Computational Algebra with Attention: Transformer Oracles for Border Basis Algorithms
Published:
This post accompanies our paper accepted at NeurIPS 2025: Computational Algebra with Attention: Transformer Oracles for Border Basis Algorithms
Many problems in cryptography, robotics, and optimization reduce to solving systems of polynomial equations. Unlike linear systems, where Gaussian elimination provides efficient $O(n^3)$ solutions, polynomial systems present considerably greater computational challenges: complexity grows exponentially with degree, and traditional algorithms often spend a lot of effort on calculations that turn out not to matter in the end. In this work, we introduce the Oracle Border Basis Algorithm (OBBA), a neural-guided approach that predicts which computations will contribute to the solution. Our approach delivers speedups of up to 3.5× over the state-of-the-art, without compromising reliability: every result is rigorously verified, and if any prediction is incorrect, a proven fallback mechanism guarantees correctness.
Polynomial System Solving and Its Challenges
Many computational problems across science and engineering reduce to solving polynomial systems—equations such as $x^2 + y^2 = 1$ and $xy = 0.5$. While linear systems admit efficient solutions via Gaussian elimination, polynomial systems are considerably more complex. The computational cost grows exponentially with the degree of the polynomials, and classical algorithms dedicate the majority of their runtime to computations that, in retrospect, contribute nothing to the final solution.

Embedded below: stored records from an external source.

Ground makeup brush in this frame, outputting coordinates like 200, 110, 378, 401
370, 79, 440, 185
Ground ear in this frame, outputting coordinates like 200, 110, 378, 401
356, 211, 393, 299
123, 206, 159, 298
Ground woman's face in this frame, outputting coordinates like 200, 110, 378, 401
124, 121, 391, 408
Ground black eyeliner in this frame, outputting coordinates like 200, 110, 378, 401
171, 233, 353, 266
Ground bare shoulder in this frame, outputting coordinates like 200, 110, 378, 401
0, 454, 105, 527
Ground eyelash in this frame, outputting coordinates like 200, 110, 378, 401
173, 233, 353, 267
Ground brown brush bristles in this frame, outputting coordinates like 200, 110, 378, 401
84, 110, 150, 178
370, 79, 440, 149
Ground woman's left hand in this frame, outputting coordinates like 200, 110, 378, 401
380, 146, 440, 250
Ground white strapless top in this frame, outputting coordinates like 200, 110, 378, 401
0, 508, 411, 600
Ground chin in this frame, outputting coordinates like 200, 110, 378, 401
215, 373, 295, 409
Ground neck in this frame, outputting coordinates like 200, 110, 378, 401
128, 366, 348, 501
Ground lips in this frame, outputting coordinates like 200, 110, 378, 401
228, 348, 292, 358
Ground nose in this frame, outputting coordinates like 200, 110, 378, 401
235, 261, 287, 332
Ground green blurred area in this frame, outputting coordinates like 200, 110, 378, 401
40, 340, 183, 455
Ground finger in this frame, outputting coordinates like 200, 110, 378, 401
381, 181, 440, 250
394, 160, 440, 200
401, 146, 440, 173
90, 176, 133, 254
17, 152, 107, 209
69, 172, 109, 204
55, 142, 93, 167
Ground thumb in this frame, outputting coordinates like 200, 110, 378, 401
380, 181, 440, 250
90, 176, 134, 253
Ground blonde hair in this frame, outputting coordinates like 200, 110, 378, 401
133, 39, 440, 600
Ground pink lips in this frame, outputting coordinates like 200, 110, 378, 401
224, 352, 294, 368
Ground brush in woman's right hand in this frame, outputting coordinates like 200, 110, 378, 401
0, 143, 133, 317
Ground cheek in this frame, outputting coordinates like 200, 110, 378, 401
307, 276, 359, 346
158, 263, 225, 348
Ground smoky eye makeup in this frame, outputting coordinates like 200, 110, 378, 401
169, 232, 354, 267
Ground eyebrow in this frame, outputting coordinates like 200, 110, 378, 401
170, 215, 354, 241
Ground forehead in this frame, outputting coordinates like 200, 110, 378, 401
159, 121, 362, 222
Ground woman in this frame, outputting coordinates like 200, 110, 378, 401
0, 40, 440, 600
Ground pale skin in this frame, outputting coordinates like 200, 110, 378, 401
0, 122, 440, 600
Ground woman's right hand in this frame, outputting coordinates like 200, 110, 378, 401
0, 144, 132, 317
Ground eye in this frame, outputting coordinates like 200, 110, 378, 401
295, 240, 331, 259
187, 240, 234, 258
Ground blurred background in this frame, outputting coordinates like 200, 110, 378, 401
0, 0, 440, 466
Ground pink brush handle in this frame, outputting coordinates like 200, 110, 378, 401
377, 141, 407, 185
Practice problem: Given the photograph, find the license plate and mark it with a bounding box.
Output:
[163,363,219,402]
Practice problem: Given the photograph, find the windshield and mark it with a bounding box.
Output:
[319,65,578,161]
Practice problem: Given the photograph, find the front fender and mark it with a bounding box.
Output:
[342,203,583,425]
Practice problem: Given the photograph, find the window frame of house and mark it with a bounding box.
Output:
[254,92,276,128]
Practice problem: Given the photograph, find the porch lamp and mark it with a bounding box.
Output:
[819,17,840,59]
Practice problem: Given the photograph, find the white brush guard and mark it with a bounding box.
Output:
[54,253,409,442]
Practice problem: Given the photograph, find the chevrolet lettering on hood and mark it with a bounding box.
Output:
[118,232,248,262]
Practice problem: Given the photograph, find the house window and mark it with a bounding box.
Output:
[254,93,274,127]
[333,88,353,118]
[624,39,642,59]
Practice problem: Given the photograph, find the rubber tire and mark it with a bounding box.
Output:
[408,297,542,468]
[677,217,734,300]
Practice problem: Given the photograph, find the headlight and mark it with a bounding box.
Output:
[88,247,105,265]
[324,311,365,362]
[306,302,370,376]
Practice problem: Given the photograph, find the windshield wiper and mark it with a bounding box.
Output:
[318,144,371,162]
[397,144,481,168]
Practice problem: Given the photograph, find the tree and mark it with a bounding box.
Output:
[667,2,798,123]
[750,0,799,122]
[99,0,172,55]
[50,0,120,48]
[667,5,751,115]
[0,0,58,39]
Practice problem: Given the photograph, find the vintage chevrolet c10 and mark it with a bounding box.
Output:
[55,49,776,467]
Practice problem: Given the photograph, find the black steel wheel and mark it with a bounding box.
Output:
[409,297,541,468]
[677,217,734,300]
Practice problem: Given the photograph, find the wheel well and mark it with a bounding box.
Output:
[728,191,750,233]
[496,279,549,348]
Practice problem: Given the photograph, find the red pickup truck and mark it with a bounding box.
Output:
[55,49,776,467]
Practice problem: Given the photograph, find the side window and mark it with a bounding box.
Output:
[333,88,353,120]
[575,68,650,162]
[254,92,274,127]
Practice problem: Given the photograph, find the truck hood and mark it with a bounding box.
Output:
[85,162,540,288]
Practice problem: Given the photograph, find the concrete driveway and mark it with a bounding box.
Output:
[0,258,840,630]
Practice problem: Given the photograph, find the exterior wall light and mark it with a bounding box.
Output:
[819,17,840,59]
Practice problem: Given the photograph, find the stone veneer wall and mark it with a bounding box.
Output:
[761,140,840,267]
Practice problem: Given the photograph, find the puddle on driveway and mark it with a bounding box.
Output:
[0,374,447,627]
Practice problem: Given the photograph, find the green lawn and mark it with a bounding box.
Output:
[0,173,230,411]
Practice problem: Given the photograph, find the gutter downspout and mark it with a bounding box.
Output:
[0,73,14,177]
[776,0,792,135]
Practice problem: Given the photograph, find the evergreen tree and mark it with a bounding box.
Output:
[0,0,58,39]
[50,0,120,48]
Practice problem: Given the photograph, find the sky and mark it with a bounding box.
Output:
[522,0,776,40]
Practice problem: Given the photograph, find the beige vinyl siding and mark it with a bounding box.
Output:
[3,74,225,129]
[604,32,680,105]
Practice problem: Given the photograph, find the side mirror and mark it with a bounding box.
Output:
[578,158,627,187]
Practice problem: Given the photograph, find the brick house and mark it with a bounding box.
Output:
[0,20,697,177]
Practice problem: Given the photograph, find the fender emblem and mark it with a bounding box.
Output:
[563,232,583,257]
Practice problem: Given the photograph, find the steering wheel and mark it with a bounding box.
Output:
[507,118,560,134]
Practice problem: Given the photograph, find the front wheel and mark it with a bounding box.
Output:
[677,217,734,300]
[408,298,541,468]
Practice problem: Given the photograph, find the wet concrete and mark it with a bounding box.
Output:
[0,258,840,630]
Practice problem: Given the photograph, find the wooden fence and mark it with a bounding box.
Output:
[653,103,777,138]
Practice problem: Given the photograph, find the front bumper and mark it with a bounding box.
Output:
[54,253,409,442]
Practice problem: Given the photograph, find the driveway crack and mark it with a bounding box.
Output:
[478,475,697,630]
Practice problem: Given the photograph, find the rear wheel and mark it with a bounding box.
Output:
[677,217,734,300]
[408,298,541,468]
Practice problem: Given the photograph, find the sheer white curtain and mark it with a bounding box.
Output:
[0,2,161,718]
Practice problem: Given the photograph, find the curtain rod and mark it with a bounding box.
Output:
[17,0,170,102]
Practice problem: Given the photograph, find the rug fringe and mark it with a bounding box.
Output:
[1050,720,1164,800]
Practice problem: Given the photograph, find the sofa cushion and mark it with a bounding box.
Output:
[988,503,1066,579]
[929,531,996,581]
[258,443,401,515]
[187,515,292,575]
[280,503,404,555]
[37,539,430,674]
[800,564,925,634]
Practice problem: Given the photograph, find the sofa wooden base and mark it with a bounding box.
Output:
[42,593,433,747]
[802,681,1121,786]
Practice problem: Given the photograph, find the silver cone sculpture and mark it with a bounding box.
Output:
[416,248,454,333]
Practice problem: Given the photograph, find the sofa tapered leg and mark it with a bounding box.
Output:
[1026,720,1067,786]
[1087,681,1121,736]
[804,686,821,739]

This motivates our central question: can we predict which computations will be useful before performing them? We address this by training a Transformer to serve as an oracle, guiding the classical Border Basis Algorithm [1] to skip redundant work while preserving correctness.
Background: From Gaussian Elimination to Border Bases
To provide intuition, recall that Gaussian elimination offers a systematic route to row echelon form in linear algebra, simplifying linear systems to a point where solutions become directly accessible. The Border Basis Algorithm (BBA) pursues an analogous goal in the polynomial setting, producing a border basis—a structured, canonical representation that encodes all solutions to a polynomial system.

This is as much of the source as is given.